Engaging the community and having an impact:
Studies in vulnerable populations suggest that behavioural interventions can be effective in improving diet and lifestyle but that such interventions tend to be intensive and expensive. It may be more effective therefore to intervene during pregnancy, where we will have the most benefit to the next generation. Little is known about how best to engage and support women at this stage of lifecourse.
The M2B Study team comprises an interdisciplinary group of maternal and child health researchers, with interests in developing public health interventions that will reduce inequities in health knowledge and nutrition-related behaviour during pregnancy. In collaboration with Community groups that service pregnant women in Hamilton ON, we aim to develop a complex behavioural intervention that uses educators and health practitioners trained in Healthy Conversation Skills to engage women of child-bearing age in improving their diets and lifestyles.
Maternal nutritional impacts on offspring reproduction
The perinatal nutritional environment independently and critically impacts offspring risk of obesity and susceptibility to metabolic compromise, and altered reproductive function can now be added to this list.

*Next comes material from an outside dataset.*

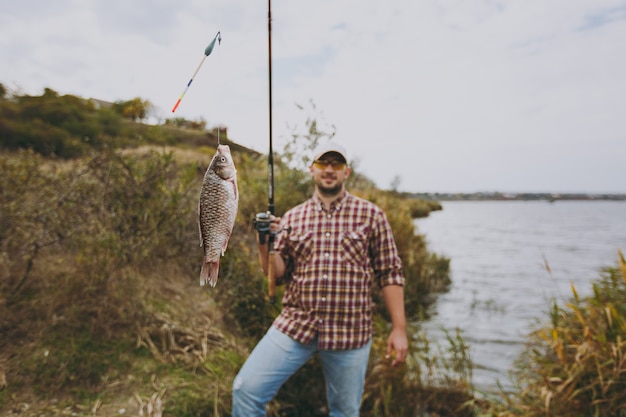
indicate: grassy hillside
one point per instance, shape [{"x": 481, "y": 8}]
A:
[{"x": 100, "y": 308}]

We have shown that fetal adaptations to perinatal adversity significantly advances puberty and impairs ovarian function in offspring. We have shown that maternal nutritient restriction induces in offspring an early ovarian aging phenotype, characterized by a loss of ovarian follicular reserve. We are now invetigating whether germ cell development impacts on long term transgenerational disease risk through epigenetic regulation of gene expression patterns really early in embryonic development.